A professora ressalta que essa participação é muito importante e ajuda a envolver e engajar os alunos. “O livro que Clara levou tem autores latino-americanos e essa valorização é importante. Além disso, trabalhar contos com a participação da família ajuda na reflexão e na compreensão dos temas, estimulando o diálogo e interação”, considera.
Formação
Ludimilla afirma que, apesar de achar que a literatura não deve ser considerada um meio para determinado fim, são incontáveis os benefícios que a arte da palavra pode trazer em todas as etapas da vida.
“O trabalho desde a infância ajuda a despertar o gosto pela leitura e a formar novos leitores. Ler também é uma forma de estimular a criatividade e a imaginação e de expandir realidades, além de favorecer a escrita”, exemplifica.

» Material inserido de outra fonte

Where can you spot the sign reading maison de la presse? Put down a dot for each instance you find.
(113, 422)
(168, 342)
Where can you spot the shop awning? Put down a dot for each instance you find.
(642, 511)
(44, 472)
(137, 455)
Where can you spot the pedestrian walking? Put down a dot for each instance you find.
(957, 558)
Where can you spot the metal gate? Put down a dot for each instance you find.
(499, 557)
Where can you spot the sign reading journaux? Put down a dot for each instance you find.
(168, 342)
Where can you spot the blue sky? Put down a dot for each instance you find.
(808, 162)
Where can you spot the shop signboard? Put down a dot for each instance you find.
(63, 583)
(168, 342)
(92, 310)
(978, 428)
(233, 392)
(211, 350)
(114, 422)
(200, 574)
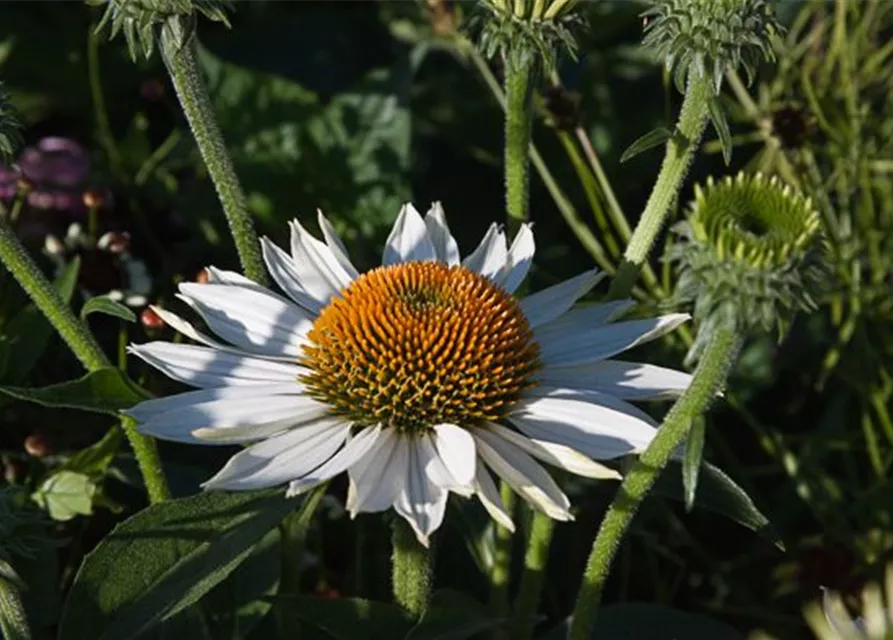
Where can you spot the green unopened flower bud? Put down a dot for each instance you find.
(142, 21)
(704, 37)
(528, 31)
(749, 255)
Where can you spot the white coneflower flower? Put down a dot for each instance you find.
(417, 378)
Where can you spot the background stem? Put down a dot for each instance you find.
(193, 94)
(677, 159)
(708, 378)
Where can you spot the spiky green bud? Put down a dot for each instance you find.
(705, 37)
(10, 129)
(749, 255)
(529, 32)
(144, 21)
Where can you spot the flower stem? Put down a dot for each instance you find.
(518, 125)
(190, 86)
(678, 157)
(709, 377)
(411, 570)
(531, 587)
(81, 343)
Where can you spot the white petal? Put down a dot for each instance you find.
(333, 240)
(205, 367)
(376, 479)
(626, 380)
(290, 278)
(595, 424)
(455, 446)
(523, 474)
(263, 414)
(355, 449)
(488, 259)
(488, 494)
(555, 454)
(569, 348)
(421, 502)
(518, 260)
(283, 457)
(445, 246)
(255, 321)
(548, 304)
(409, 239)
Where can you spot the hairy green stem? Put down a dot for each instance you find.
(82, 344)
(192, 91)
(678, 157)
(518, 125)
(531, 588)
(411, 570)
(708, 378)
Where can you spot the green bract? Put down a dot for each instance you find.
(141, 21)
(749, 254)
(528, 31)
(704, 37)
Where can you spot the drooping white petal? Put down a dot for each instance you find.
(555, 454)
(376, 479)
(584, 346)
(518, 260)
(357, 447)
(488, 494)
(421, 502)
(290, 278)
(445, 246)
(455, 446)
(255, 321)
(625, 380)
(333, 240)
(409, 239)
(206, 367)
(595, 424)
(283, 457)
(489, 258)
(188, 420)
(523, 474)
(548, 304)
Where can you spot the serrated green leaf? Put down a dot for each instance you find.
(653, 138)
(104, 304)
(103, 391)
(164, 559)
(66, 494)
(721, 126)
(691, 463)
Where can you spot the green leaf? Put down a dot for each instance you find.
(350, 618)
(452, 616)
(641, 621)
(66, 494)
(721, 125)
(718, 493)
(28, 333)
(164, 559)
(653, 138)
(104, 304)
(103, 391)
(691, 463)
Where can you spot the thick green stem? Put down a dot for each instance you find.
(531, 587)
(677, 159)
(709, 377)
(82, 344)
(193, 94)
(411, 570)
(518, 125)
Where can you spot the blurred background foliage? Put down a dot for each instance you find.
(354, 107)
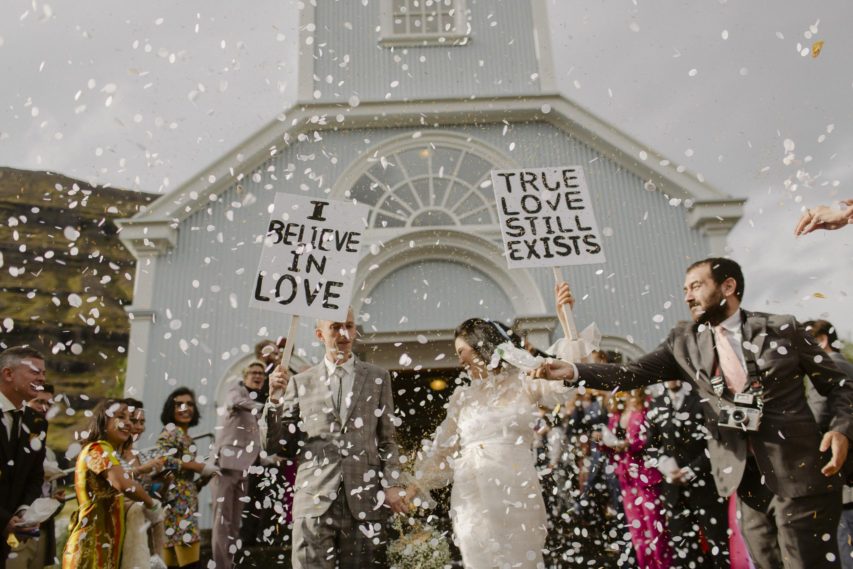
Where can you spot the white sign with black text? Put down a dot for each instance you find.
(546, 217)
(310, 256)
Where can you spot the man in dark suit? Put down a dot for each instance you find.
(338, 418)
(676, 437)
(22, 440)
(788, 485)
(237, 448)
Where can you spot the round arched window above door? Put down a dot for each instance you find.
(428, 184)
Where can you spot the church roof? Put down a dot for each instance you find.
(297, 125)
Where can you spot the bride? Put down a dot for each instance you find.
(484, 447)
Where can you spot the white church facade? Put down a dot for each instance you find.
(406, 106)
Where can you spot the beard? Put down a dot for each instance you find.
(714, 311)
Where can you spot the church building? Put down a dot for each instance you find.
(406, 106)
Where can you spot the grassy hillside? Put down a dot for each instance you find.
(64, 280)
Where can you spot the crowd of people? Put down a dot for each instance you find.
(723, 447)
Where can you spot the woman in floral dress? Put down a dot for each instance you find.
(182, 548)
(101, 484)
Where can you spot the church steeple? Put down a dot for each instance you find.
(398, 50)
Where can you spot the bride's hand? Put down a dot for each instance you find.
(556, 370)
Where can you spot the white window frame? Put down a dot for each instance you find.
(388, 38)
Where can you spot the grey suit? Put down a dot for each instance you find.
(236, 447)
(346, 462)
(786, 502)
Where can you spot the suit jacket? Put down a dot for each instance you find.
(786, 445)
(21, 468)
(238, 438)
(681, 435)
(355, 453)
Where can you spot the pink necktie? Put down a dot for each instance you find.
(729, 362)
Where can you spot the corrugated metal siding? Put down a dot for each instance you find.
(498, 26)
(649, 248)
(434, 295)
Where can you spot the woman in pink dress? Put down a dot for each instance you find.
(640, 484)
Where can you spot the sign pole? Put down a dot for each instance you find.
(291, 341)
(570, 331)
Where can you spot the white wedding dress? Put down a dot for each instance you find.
(485, 447)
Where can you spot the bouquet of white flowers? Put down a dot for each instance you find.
(419, 545)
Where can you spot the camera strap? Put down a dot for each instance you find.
(755, 386)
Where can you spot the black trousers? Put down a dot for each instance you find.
(789, 533)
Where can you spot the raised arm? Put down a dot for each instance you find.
(281, 416)
(238, 399)
(386, 440)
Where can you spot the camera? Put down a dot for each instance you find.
(743, 415)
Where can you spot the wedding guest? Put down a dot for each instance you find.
(237, 448)
(40, 550)
(640, 484)
(97, 527)
(271, 481)
(677, 442)
(139, 464)
(827, 337)
(22, 440)
(735, 357)
(136, 552)
(183, 541)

Mãe de Clara, a jornalista Ana Paula Alcantara ressalta sua admiração pelo trabalho desenvolvido. “Lembro que li ‘O Mistério do Coelho Pensante’, de Clarice Lispector, na escola, por volta dos 9 anos, e do quanto o trabalho realizado pela professora de Português me estimulou. Depois, vieram os livros da Coleção Vagalume, as carteirinhas de associada a biblioteca públicas e um mundo se abrindo à minha frente. A Literatura faz parte do que fui e do que sou, ampliando meu universo, criando pontes, produzindo autoconhecimento e fazendo de mim uma apaixonada pelas palavras. Desde bebê, Clara tem uma estante para chamar de sua e fico muito feliz de ter na escola uma aliada nesse estímulo. No ano passado, a escola solicitou o livro do líder indígena Ailton Krenak, que estava na minha lista de leituras futuras. Comprei pra ela e, depois, peguei emprestado”, conta.